A portrait of Jesus hanging in a Jackson Middle School hallway has been the focus of debate.
Last month, a crowd of hundreds told local school officials that they wanted it to stay.
Last week, the Freedom from Religion Foundation and American Civil Liberties Union of Ohio filed a lawsuit against the district on behalf of a student and two parents.
The suit argues the portrait "imposes the beliefs of one particular religion" upon the children, making the plaintiffs "feel like outsiders who are being coerced by their government into observing the religious portrait.”
On Tuesday, the district's attorneys said it is not about the U.S. Constitution versus public sentiment. It's about whether the portrait is private speech or government speech.

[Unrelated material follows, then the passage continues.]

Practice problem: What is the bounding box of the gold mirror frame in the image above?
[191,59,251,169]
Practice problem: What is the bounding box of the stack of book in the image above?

Since the picture of Jesus was placed by the Hi-Y student group, the attorneys believe it is their private speech, not the district's, and therefore can stay.
“What the Supreme Court has said is that in a government building, if you allow free speech, then you're not allowed to discriminate against that speech because of its religious viewpoint,” said Hiram Sasser, Liberty Institute.
The school board voted to establish a limited public forum to allow other student groups to post similar portraits.
“Let me give you a perfect example, the French Club could put up a picture of the Eiffel tower,” said Phil Howard, Jackson City Schools superintendent.
The attorney representing the district said the Hi-Y club is still in existence in Jackson and has hired its own attorney to make sure its portrait stays put.